We are blessed to have good thoughts of our dads. Happy Father's Day!

Sister--Three said...

I am sure many folks counted on your Dad...not just his family...he held many a hand and eased their hurts. What a special guy. Love is what makes Dad's special. You Dad seemed to feel a great responsibility.

The 4th Sister said...

My Father has been dead almost 20 years and I still miss him terribly. I spoke to a psychologists about that one time because I think it is so strange to miss him so much. The psychologists said this was normal; she was probably more nuts than me. I would just give anything to have another day with him.

her indoors said...

Betty that was lovely, it is sad when we lose our parents, but the memories we have are so precious and to be able to share them is wonderful, thank you

Kell said...

You still have many great memories even though you were so young when you lost him. I feel like I know him a little better now.

Nancy said...

Betty,

I know this is off subject but could you tell us whether it is worth the trip from New York or Philadelphia to Little Rock to visit the Clinton Library.
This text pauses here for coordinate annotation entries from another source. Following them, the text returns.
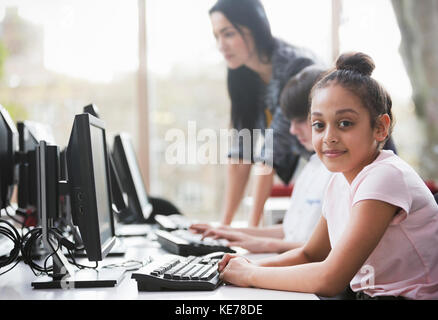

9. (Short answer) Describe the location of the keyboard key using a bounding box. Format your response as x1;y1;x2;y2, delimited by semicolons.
201;265;218;280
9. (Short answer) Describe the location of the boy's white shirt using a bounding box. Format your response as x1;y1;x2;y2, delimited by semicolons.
283;154;333;243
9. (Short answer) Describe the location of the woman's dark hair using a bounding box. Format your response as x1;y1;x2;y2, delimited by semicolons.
280;65;326;120
209;0;275;62
209;0;275;130
311;52;394;145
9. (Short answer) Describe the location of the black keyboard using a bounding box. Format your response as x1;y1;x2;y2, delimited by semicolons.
131;255;222;291
155;230;236;257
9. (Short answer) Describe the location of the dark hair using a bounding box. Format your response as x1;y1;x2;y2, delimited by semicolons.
209;0;275;62
311;52;394;145
280;65;326;120
209;0;275;130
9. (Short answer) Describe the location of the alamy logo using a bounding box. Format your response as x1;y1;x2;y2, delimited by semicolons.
164;121;273;175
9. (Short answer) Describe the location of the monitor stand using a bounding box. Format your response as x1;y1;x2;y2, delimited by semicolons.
32;268;125;289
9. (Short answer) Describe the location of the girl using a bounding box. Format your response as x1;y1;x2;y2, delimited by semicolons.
209;0;316;226
219;53;438;299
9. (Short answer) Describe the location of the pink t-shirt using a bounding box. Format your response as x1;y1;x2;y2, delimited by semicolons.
322;150;438;299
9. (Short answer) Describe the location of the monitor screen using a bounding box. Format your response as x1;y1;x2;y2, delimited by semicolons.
0;105;18;209
66;113;115;261
17;120;55;209
122;135;149;208
90;125;112;248
112;133;152;223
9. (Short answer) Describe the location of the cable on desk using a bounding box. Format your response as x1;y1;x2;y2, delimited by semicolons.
0;219;21;275
21;228;56;276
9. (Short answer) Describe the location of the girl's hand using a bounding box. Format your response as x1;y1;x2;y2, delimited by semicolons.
218;254;255;287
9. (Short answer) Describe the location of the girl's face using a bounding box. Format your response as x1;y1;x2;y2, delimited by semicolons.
310;84;390;183
210;11;256;69
289;118;314;151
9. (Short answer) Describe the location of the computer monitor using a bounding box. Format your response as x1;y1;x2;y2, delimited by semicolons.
17;120;55;214
66;113;116;261
84;104;128;214
32;113;125;289
112;133;152;223
0;105;18;209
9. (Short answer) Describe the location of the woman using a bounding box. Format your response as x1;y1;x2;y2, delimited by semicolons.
209;0;316;226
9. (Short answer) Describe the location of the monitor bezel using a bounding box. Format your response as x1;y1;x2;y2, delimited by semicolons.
66;113;116;261
0;104;19;209
112;132;152;221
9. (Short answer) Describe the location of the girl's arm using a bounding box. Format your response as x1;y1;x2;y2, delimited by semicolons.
255;216;331;267
220;200;397;296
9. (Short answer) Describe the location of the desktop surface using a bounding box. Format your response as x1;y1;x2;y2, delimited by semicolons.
0;237;318;300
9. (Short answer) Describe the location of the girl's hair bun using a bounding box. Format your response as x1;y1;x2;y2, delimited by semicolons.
336;52;375;76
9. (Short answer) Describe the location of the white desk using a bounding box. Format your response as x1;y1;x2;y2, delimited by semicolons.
0;237;318;300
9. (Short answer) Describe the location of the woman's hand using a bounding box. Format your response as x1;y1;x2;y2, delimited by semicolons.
218;254;256;287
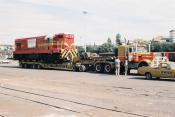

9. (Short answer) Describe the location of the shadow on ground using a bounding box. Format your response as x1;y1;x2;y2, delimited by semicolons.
129;76;175;82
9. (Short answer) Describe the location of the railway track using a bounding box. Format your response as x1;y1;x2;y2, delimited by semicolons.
0;86;148;117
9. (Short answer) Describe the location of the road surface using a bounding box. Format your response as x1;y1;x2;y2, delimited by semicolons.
0;64;175;117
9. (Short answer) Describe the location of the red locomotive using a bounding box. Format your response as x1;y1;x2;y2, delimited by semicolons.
14;33;77;67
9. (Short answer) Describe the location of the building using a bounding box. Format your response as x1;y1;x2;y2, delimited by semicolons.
152;30;175;43
170;30;175;43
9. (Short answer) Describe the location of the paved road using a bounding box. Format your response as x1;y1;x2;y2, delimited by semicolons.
0;65;175;117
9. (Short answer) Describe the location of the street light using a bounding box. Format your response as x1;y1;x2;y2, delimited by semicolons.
83;11;88;52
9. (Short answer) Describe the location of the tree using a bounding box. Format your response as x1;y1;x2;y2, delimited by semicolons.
115;33;121;46
107;37;112;44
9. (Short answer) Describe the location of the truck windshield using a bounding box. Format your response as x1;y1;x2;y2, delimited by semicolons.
132;46;148;52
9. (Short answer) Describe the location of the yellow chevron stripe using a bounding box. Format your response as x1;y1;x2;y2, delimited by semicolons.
62;50;68;58
72;49;77;57
64;51;70;57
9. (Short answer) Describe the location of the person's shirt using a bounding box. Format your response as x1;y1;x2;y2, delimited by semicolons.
115;59;120;66
125;60;128;66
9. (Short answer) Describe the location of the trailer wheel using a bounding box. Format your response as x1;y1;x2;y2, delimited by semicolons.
104;64;112;73
79;65;86;72
95;64;103;73
32;64;36;69
23;64;27;69
145;73;152;80
72;65;79;72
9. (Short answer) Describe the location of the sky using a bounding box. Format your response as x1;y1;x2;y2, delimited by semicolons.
0;0;175;45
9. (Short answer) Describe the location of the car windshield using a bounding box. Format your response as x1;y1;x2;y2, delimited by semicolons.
133;46;147;52
169;62;175;69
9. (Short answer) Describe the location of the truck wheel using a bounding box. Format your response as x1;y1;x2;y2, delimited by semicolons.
145;73;152;80
36;64;41;69
79;65;86;72
32;64;36;69
95;64;103;73
23;64;27;69
72;65;79;72
104;64;112;73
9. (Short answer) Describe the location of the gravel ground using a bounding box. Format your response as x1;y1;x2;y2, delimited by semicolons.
0;64;175;117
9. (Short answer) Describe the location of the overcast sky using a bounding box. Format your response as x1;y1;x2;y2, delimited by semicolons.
0;0;175;44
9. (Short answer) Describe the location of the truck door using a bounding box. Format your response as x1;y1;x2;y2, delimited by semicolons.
160;64;173;78
151;67;161;77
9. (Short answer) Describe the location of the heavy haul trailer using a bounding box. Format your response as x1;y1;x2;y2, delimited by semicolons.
75;44;154;73
14;34;77;70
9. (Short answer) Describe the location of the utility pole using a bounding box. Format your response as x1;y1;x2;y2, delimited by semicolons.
83;11;88;52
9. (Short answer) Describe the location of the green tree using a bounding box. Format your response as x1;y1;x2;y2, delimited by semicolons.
115;33;121;46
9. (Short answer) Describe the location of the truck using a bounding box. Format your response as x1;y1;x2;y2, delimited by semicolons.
13;33;154;73
75;43;155;74
138;61;175;80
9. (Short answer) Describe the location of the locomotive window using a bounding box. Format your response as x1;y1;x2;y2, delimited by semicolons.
16;43;21;49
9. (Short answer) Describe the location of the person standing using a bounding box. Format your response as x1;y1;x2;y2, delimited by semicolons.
115;57;120;76
125;60;128;76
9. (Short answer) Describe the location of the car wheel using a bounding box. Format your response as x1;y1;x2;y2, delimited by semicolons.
95;64;103;73
104;64;112;73
145;73;152;80
79;65;86;72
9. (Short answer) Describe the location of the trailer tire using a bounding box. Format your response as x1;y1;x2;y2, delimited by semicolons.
104;64;112;73
72;65;79;72
145;73;152;80
79;65;86;72
95;64;103;73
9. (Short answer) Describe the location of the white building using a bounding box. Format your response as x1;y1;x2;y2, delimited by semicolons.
170;30;175;43
0;45;14;60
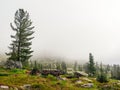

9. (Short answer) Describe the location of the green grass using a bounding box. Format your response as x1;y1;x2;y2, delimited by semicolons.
0;68;120;90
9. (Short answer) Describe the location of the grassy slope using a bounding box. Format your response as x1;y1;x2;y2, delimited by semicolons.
0;69;119;90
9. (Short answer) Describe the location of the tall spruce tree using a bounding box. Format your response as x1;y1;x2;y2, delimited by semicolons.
88;53;96;76
6;9;34;66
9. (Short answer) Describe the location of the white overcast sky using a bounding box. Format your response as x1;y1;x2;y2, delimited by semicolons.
0;0;120;64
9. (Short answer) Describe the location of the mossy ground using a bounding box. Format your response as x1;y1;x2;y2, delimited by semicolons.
0;68;120;90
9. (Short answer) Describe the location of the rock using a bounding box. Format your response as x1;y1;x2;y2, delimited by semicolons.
23;84;31;90
81;83;94;88
75;80;82;84
13;87;19;90
82;78;93;83
0;85;9;90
Please tell us your impressions of the Library.

Thanks!

Betty said...

Nancy: I haven't been to the Clinton Library, but my son has and he says it's awesome, and friends of mine agree. I think Little Rock itself is worth a trip, but then I'm biased. It's my home town. lol

nancy said...

Hello Betty,

I have been in Little Rock and agree that the city alone would be worth the trip,and thanks for your son and your friend's favorable review.
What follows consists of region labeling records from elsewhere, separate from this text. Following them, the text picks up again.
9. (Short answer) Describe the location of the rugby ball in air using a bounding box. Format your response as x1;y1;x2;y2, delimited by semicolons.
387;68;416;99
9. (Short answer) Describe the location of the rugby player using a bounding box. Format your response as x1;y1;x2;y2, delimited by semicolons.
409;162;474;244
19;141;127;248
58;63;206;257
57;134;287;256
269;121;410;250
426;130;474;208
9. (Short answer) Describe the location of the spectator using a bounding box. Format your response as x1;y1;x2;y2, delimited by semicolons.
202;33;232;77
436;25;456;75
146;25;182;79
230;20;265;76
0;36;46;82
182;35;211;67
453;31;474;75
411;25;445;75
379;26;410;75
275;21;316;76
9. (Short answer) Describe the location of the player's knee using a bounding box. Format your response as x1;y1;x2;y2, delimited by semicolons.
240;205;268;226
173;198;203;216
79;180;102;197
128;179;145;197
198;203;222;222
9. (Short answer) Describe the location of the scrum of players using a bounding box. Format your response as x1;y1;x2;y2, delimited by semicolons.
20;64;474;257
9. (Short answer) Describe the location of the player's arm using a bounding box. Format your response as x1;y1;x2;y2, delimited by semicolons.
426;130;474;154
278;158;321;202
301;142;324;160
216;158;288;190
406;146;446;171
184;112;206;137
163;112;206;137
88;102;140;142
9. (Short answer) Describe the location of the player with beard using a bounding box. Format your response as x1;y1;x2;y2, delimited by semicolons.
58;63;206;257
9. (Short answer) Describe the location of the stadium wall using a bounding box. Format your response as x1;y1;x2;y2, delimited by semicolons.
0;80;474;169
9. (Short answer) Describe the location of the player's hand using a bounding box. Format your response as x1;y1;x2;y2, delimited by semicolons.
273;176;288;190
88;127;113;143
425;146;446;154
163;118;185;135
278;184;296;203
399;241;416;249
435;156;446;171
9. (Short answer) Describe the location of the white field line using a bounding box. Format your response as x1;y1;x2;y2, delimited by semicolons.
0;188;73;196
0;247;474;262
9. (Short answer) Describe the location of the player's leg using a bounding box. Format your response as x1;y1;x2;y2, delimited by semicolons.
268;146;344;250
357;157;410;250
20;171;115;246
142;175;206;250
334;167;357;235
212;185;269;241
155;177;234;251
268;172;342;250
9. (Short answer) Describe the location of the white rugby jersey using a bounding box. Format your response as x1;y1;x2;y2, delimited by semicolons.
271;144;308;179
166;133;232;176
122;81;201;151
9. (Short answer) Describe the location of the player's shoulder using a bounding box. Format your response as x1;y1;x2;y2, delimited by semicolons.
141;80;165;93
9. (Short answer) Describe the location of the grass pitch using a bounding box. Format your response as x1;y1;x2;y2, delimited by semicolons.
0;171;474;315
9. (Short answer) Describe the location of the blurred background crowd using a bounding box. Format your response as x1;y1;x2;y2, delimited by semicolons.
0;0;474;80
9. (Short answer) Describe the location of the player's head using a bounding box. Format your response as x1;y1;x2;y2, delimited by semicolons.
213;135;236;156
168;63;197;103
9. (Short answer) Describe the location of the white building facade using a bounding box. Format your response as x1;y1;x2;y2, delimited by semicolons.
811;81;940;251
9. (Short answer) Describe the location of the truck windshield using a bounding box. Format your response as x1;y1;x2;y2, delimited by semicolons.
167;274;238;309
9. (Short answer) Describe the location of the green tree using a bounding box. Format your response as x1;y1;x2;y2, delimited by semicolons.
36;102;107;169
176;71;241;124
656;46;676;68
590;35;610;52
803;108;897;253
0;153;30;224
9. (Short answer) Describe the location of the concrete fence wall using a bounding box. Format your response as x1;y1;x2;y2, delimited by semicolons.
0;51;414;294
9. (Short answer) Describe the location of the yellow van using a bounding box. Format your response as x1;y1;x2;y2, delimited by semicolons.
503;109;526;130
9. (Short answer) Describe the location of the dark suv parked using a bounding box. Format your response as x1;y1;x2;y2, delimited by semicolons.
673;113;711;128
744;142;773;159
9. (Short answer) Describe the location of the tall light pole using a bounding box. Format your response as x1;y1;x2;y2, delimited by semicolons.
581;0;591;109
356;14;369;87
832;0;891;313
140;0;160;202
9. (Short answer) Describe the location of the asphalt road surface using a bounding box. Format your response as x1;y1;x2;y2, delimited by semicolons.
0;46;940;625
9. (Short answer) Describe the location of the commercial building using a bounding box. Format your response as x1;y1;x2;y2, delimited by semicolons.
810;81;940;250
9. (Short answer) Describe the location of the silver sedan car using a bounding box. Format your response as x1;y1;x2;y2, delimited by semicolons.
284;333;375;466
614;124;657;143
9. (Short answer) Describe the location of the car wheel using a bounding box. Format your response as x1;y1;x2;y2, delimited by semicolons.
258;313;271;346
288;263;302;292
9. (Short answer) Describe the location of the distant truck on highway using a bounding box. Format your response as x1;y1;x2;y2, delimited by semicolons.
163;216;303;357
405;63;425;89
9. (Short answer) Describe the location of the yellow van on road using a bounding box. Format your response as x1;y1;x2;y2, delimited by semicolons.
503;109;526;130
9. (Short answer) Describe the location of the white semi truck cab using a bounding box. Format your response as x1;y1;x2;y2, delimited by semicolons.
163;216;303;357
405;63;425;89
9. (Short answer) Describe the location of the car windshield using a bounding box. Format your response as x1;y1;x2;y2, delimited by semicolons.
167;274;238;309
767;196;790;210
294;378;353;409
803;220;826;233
I hope to visit the library this year.

susan said...

Oh Betty, what wonderful memories you have of your father. Thank you for sharing them...

John said...

Lovely memories. 'Spoiled rotten'. That's what dads are for.

Newt said...

That was wonderful. I'm a little teary eyed. Your memories of your father are wonderful and special, and I'm so glad you shared. I wish I could have met him. My dad is sitting right next to me while I type this. I am very thankful to have him in my life. He is my hero.

Arkansas Songbird said...

Oh, Betty, that was beautiful.

Patsy said...

You had a wonderful father! I am so glad that you have all of those memories to remember him by. You will always miss him, no matter how old you get.